Rencontre avec le cinéaste autrichien Andreas Horvath

Jeudi 12 décembre à 20h15
Projection suivie d’une rencontre avec le cinéaste Andreas Horvath

LILLIAN d’Andreas Horvath. Autriche. 2019. 2h10. VOST. Avec Patrycja Planik…
Encore une excellente surprise du côté de la Quinzaine des réalisateurs. Elle est radicale, expérimentale et autrichienne, mais ne ressemble pas à ce que le cinéphile s’attend à trouver sous cette catégorie, où l’on ne dédaigne pas de torturer à tous les étages, avec une délectable froideur. Produit par un spécialiste du genre en la personne d’Ulrich Seidl (Paradis, Sous-sols…), Lillian, signé par le documentariste Andreas Horvath, nous entraîne pourtant vers un tout autre territoire.

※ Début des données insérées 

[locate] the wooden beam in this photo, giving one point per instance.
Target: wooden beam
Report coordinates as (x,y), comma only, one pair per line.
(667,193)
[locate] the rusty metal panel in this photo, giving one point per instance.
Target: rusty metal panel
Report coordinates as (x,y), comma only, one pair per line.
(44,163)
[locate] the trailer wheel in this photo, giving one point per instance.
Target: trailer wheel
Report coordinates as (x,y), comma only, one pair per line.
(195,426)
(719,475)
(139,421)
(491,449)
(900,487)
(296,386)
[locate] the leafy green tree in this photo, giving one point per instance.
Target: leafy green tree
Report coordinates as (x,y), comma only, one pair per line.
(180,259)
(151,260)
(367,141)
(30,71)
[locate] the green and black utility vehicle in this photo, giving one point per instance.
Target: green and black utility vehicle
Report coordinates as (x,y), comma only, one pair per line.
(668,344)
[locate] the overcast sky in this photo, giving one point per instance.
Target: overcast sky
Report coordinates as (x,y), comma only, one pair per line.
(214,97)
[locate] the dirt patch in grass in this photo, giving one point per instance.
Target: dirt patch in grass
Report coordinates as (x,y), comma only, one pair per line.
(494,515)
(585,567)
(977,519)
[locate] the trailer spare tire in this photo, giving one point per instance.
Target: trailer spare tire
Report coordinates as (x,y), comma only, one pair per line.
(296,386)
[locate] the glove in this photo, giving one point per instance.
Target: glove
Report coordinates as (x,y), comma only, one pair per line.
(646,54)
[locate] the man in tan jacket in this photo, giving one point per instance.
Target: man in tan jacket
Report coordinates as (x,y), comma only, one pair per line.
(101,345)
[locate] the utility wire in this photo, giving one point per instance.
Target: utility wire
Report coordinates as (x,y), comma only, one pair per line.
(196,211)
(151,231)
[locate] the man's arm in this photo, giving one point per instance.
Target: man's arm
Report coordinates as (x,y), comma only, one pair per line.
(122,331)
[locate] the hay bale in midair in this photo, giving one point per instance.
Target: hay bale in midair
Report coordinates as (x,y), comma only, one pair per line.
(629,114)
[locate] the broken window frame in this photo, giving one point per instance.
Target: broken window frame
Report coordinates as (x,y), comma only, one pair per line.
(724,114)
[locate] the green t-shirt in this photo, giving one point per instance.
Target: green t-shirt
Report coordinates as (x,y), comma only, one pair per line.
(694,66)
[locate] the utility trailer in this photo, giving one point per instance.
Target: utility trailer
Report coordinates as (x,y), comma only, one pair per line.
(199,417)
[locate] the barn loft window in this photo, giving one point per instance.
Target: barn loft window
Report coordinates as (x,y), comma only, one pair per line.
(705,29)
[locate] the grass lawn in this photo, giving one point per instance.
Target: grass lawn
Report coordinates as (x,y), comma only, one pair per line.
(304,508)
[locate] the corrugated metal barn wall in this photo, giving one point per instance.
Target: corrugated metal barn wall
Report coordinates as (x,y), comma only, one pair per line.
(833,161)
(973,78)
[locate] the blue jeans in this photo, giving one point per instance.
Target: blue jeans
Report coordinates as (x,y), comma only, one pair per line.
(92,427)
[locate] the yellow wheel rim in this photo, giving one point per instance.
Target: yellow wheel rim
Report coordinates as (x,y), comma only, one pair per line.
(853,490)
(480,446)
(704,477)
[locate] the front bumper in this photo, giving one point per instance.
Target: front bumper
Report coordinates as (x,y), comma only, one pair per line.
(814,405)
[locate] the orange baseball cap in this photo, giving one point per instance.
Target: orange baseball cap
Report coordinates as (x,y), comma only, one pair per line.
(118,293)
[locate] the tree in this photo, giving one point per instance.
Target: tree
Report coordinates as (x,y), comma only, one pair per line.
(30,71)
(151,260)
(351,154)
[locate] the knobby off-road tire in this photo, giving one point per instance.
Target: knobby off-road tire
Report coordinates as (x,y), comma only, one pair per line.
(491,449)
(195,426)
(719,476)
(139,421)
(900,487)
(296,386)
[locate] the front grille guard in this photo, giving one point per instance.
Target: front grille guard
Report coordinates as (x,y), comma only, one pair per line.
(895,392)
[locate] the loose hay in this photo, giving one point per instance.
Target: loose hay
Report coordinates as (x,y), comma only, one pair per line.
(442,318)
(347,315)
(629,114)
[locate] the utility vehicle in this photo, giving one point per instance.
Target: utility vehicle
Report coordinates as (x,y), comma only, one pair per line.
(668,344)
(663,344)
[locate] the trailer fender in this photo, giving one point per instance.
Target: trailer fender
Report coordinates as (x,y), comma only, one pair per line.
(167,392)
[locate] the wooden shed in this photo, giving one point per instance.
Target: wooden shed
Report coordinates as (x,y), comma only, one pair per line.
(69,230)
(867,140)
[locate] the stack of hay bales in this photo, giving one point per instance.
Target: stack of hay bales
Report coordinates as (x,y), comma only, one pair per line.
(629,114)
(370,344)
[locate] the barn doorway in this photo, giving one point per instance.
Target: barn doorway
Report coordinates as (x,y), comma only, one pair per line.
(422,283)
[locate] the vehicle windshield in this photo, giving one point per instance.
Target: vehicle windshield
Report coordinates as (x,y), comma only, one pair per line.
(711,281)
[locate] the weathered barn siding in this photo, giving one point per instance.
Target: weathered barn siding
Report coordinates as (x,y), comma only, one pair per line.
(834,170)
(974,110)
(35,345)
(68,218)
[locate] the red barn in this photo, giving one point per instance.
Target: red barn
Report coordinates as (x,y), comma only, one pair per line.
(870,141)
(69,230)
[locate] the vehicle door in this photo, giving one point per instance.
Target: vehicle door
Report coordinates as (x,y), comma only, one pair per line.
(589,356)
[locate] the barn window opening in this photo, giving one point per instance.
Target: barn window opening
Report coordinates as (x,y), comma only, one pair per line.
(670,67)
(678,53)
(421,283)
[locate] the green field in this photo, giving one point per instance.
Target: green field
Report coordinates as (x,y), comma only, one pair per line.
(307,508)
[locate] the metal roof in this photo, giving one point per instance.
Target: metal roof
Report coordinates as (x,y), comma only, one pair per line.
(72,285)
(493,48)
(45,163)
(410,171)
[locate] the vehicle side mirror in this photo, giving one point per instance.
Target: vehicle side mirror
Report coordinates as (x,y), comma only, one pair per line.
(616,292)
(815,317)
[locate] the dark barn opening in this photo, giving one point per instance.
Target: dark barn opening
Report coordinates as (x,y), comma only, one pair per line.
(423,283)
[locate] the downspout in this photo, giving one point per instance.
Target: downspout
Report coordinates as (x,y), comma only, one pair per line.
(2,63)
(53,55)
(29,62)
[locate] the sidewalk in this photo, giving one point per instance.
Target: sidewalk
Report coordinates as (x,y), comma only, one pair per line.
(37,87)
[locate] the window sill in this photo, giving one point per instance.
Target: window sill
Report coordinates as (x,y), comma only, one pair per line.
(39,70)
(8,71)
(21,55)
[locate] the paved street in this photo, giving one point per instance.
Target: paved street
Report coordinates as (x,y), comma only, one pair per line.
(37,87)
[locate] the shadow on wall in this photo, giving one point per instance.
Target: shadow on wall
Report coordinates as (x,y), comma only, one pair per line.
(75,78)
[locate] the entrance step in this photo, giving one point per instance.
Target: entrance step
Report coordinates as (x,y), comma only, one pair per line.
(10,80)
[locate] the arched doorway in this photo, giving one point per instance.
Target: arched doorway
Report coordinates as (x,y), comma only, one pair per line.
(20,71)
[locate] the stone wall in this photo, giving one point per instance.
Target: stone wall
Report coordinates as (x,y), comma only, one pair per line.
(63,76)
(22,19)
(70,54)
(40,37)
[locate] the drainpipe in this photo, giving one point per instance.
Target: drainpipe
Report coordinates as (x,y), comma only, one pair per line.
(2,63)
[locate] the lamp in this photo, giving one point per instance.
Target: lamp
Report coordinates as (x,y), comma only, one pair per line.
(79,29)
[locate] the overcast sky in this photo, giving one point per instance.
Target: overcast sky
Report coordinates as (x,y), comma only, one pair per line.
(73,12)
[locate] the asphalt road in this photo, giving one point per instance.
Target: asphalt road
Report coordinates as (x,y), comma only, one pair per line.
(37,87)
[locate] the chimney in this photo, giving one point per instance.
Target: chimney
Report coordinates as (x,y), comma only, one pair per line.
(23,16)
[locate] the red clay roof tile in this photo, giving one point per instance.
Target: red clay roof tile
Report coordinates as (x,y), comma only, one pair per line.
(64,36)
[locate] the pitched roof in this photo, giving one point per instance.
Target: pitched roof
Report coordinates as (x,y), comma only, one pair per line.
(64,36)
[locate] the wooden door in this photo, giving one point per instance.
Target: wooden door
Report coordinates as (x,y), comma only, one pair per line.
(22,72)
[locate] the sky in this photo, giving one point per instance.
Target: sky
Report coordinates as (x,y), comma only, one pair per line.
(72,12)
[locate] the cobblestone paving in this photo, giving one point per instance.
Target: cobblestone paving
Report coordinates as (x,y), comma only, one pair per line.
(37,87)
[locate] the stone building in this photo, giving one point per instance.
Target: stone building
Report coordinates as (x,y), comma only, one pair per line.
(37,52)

Lillian s’inspire d’un fait divers survenu en 1927 aux Etats-Unis, où une femme russe immigrée a décidé de regagner sa patrie à pied sec, par la terre ferme, en partant de New York et avec pour objectif de rejoindre le détroit de Bering, qui sépare les deux pays, et aussi bien les continents, entre l’Alaska et la Sibérie. Prenez une carte et considérez, s’il vous plaît, le trajet. La femme se perdit à jamais, après que des ouvriers l’eurent aperçue pour la dernière fois dans la forêt boréale canadienne.
Cette histoire folle, follement belle aussi, Andreas Horvath a eu l’intelligence et la sensibilité de s’en emparer en respectant son arbitraire et son mystère. Sans une ligne de scénario, sans un mot de dialogue, il lance son personnage, interprété par la magnétique Patrycja Planik, à la dérive de l’Amérique du Nord, et laisse infuser sa très longue marche au gré du hasard et des rencontres, du soleil et de la grêle, des montagnes et des rivières.